In 1948, the population was largely made up of fellaheen who enjoyed friendly relations with Jews, despite occasional tension. While occasional shots were fired from the village toward Jewish residential areas in January and February 1948, there were no casualties, and the Abu Kishk abided by their promise to keep out ALA irregulars. The emissary of the ALA was informed by the Abu Kishk that "the Arabs of the area will cooperate with the Jews against any outside force that tries to enter."

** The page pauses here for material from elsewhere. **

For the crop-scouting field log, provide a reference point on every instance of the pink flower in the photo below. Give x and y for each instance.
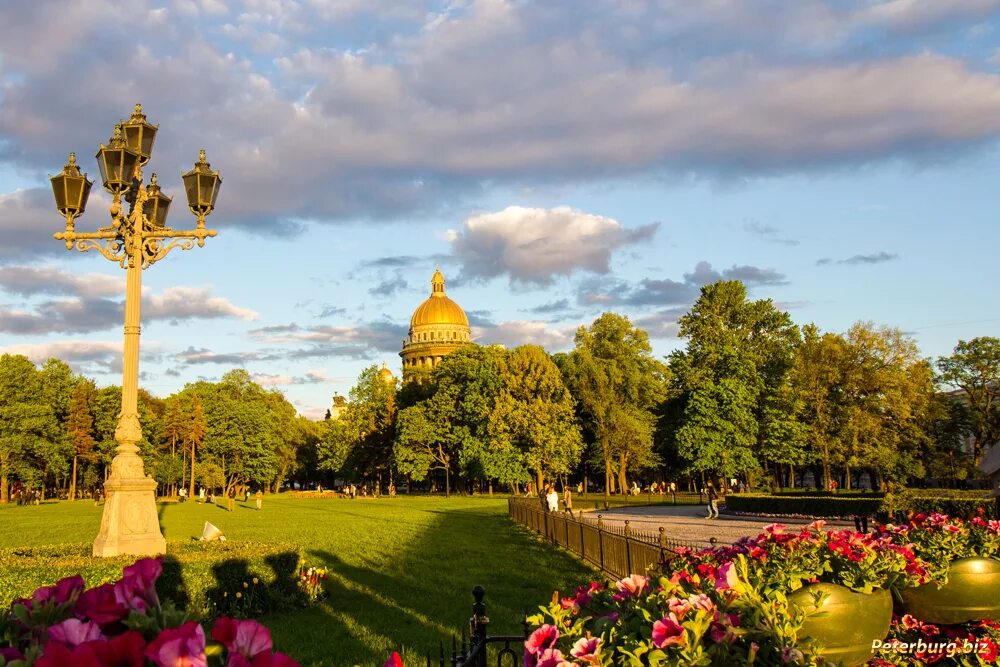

Some intelligence reports, which were never corroborated, suggested that in early 1948 the village, which overlooked both the Sde Dov Airport and the Reading Power Station, was being infiltrated by heavily armed Arab irregulars. On 7 March, the Haganah's Alexandroni Brigade imposed a 'quarantine' on the village by closing off all access roads to it and the two smaller satellite villages of Jalil al Shamaliyya and Jalil al Qibliya and may even have occupied houses on the edge of the village. The underground Stern Gang (LHI) maintained one of its encampments in the village, and, five days later, on 12 March, militants from either the Irgun or Lehi groups kidnapped five village notables. The Jewish Intelligence Services noted that "many of the villagers ... began fleeing following the abduction of the notables of Sheikh Muwannis. The Arab learned that it was not enough to reach an agreement with the Haganah and that there were 'other Jews' of whom to beware, and possibly to be aware of more than the Haganah, which had not control over them."

The villagers then protested that Jewish forces in the area were subjecting them to intimidation, looting and shooting at them randomly. The notables were turned over to the Haganah on the 23 March and returned to Shaykh Muwannis, but many villagers left out of fear. Tawfiq Abu Kishk threw a large parting 'banquet' for the remaining villagers and their Jewish friends on the 28 March 1948. The village lands were allocated for Jewish use and incorporated into the municipality of Tel Aviv.

In the days following, the Abu Kishk leaders attributed their abandonment of the village to: a) the [Haganah] roadblocks ... b) the [Haganah] limitations on movement by foot, c) the theft of vehicles, and d) the kidnapping of Sheikh Muwannis men. Many villagers of Shaykh Muwannis resettled in Qalqilya and Tulkarem.

According to the Palestinian historian Walid Khalidi, the village's remaining structures in 1992 consisted of several houses occupied by Jewish families and the wall of a house. Soon after the war, they were used to accommodate members of the new Israeli Air Force and men from Mahal units. From 1949, Jews from North Africa were housed there temporarily, after which it became part of the campus of Tel Aviv University. The former home of the village sheikh, known as the 'Green House', serves as the university's faculty club. The Israeli historian Shlomo Sand suggested to the Tel Aviv University to set up a museum in the 'Green House' to commemorate the Nakba of the uprooted inhabitants of Al-Shaykh Muwannis.

In a right of return march organized by the Israeli group Zochrot on Nakba Day in 2004, participants called upon the Tel Aviv municipality to name six streets in the city after Palestinian villages that had existed there until 1948, among them, Al-Shaykh Muwannis.